The central role of Google by Animats · 2008-07-15 04:56 · Score: 3, Insightful
Google is an integral part of today's online scams. Google provides material support to scammers, and helps collect the money.
- Gmail - provides free, anonymous communication with scammers and large numbers of e-mail accounts for spammers.
- Blogger/Blogspot - provides redirection to hostile sites.
- YouTube - hosts instructional videos on how to scam.
- Google AdWords - runs paid ads for services needed by scammers, such as "bulletproof hosting".
- Google Checkout - collects money for scam tools.

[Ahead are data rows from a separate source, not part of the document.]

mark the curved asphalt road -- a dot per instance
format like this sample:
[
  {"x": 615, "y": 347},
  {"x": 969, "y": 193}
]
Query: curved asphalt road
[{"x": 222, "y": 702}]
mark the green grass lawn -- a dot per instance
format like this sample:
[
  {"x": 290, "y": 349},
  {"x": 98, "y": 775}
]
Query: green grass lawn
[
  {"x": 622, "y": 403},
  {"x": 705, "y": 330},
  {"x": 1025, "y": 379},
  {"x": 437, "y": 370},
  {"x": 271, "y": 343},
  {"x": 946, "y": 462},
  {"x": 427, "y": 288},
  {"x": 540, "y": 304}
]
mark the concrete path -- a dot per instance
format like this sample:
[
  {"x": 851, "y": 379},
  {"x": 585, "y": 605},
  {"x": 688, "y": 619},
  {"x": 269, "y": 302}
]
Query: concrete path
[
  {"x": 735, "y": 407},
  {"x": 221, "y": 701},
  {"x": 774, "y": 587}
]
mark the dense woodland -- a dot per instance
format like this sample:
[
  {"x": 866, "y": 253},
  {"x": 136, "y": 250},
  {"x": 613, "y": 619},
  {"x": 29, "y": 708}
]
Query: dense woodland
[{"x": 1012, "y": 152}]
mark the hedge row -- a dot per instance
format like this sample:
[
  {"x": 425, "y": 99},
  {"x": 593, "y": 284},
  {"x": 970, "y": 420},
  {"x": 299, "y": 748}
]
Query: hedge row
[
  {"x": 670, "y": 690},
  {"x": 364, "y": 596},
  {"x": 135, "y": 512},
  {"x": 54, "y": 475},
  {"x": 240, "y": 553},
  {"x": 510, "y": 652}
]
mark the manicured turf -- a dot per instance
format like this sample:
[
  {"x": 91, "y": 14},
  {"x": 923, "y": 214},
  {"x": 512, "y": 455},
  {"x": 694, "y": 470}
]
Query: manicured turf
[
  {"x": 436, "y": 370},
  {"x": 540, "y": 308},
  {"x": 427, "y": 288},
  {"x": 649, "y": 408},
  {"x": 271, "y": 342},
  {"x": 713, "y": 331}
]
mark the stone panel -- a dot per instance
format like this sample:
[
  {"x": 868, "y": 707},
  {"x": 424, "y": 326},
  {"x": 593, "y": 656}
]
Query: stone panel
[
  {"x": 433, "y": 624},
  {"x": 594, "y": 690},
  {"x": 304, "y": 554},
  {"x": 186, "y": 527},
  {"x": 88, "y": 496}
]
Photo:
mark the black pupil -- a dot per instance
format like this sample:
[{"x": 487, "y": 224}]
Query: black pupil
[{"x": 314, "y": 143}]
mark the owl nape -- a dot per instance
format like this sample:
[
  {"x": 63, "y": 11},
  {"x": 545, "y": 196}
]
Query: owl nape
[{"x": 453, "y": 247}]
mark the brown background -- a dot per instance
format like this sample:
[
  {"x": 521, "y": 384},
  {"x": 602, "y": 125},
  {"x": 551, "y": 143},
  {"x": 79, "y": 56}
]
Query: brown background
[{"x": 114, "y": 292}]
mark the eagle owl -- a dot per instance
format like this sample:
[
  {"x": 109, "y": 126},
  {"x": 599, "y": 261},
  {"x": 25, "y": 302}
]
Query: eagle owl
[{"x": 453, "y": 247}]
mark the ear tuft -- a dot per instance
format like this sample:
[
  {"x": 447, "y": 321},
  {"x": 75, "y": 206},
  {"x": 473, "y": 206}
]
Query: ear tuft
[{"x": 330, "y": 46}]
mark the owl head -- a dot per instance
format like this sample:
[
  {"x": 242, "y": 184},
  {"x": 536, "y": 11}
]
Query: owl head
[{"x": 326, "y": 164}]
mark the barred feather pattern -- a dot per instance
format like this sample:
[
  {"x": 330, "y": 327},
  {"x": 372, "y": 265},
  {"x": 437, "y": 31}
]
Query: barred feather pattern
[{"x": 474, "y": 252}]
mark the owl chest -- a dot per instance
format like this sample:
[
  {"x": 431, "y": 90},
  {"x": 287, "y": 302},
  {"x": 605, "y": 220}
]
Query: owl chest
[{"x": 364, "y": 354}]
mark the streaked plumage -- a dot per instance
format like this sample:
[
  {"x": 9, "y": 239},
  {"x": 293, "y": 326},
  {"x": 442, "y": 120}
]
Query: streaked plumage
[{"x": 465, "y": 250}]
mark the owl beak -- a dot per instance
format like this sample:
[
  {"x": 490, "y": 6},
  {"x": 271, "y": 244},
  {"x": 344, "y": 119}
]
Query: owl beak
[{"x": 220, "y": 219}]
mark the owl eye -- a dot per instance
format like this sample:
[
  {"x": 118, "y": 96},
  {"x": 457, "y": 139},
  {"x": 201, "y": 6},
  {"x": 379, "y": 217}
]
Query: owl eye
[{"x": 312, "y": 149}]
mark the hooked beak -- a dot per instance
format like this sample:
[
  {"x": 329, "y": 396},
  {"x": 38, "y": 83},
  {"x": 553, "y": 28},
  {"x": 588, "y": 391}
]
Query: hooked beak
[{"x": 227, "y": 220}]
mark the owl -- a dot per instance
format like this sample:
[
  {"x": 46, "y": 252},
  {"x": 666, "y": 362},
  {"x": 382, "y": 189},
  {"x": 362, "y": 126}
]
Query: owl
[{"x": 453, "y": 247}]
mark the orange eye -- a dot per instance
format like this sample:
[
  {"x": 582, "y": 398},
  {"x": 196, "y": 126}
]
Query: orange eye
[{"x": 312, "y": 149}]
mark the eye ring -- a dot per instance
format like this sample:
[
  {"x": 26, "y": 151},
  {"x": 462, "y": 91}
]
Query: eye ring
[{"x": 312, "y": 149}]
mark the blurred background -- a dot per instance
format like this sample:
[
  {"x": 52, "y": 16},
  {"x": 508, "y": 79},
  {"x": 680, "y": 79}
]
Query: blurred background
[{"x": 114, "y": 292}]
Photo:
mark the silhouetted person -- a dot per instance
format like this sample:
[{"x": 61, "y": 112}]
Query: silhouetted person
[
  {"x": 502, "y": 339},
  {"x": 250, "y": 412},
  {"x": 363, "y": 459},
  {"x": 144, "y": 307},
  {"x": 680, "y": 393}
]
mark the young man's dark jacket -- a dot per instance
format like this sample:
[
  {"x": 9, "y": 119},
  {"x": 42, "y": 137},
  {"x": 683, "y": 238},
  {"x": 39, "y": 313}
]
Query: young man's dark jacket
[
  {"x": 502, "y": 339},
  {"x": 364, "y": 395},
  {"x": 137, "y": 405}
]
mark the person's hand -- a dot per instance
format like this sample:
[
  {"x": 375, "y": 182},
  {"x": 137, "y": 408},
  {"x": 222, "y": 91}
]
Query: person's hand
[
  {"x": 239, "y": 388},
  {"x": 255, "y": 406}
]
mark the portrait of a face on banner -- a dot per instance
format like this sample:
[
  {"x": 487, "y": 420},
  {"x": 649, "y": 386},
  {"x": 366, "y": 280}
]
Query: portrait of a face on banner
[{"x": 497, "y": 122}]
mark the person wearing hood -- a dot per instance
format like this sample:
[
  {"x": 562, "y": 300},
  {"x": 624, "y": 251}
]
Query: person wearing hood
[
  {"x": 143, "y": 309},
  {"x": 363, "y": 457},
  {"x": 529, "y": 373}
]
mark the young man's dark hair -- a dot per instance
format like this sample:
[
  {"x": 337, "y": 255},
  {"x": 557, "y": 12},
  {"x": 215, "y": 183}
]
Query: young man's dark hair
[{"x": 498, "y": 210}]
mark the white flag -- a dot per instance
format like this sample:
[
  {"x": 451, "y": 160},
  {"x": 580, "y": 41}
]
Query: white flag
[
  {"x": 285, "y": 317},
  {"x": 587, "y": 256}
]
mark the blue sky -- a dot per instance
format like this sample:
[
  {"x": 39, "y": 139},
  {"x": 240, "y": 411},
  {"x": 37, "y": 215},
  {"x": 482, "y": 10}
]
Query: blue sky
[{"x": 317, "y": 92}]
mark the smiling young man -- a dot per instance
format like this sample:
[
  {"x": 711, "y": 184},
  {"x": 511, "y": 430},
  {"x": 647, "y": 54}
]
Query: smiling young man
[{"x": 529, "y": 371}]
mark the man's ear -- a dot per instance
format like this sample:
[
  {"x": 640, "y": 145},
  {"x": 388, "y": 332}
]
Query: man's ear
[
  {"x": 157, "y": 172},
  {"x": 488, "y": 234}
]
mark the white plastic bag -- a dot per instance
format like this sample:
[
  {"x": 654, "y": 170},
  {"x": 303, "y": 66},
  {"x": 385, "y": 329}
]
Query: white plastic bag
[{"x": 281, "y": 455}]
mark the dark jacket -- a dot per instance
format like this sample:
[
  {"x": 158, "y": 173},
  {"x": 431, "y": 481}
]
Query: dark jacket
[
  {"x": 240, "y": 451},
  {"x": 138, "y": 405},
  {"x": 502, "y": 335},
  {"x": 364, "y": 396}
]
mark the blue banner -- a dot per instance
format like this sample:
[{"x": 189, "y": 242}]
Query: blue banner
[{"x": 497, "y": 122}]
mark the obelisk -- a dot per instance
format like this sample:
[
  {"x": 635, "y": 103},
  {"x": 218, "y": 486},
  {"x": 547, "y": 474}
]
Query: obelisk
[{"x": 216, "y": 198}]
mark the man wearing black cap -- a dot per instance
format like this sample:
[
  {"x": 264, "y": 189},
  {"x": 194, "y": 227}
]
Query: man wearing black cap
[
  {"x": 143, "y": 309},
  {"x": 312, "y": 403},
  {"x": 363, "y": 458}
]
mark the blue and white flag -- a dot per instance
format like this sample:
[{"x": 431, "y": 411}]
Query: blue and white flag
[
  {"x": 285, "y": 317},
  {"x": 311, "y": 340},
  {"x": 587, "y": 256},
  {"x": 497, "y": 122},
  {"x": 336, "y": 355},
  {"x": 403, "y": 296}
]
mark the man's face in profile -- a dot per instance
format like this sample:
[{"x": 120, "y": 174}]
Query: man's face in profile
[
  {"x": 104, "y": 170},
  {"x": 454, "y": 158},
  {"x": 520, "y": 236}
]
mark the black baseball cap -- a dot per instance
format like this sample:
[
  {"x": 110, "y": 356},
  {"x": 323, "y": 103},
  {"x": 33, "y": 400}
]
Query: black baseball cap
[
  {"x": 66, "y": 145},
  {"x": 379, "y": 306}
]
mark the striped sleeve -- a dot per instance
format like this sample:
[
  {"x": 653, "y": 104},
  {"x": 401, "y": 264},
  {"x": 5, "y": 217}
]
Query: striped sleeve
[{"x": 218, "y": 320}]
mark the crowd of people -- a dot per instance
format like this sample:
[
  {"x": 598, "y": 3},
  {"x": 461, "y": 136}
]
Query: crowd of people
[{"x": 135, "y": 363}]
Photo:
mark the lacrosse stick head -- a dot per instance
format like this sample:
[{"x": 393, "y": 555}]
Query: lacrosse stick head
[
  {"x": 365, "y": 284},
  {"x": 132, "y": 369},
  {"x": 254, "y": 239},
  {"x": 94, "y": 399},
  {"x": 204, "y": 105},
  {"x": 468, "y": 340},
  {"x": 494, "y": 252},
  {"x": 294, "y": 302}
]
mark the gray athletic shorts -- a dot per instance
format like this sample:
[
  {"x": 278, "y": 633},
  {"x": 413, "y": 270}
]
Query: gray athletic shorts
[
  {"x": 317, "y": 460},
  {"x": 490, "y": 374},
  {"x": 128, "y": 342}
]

Google's proliferation of low-security services makes it easier for scammers to operate, and to hide. If they had to buy those services from a hosting company, there'd be a money trail to follow back to the source. Using Google's free, unauthenticated services makes it easier for the operator to conceal their identity.
It's full-service evil.
1. Re:The central role of Google by moxley · 2008-07-15 06:19 · Score: 2, Insightful
  
  Surely you're being facetious. Thank god we have free and anonymous services on the web.
  What, you'd prefer to live in a world where you couldn't be anonymous online?
  Your argument soudn like you're saying this is a bad thing and everything everyone does online should be id verified.
  Fuck that.
  We're going to have a hard enough time preventing that from happening thanks to the fascism creep going on in our sick system as it is.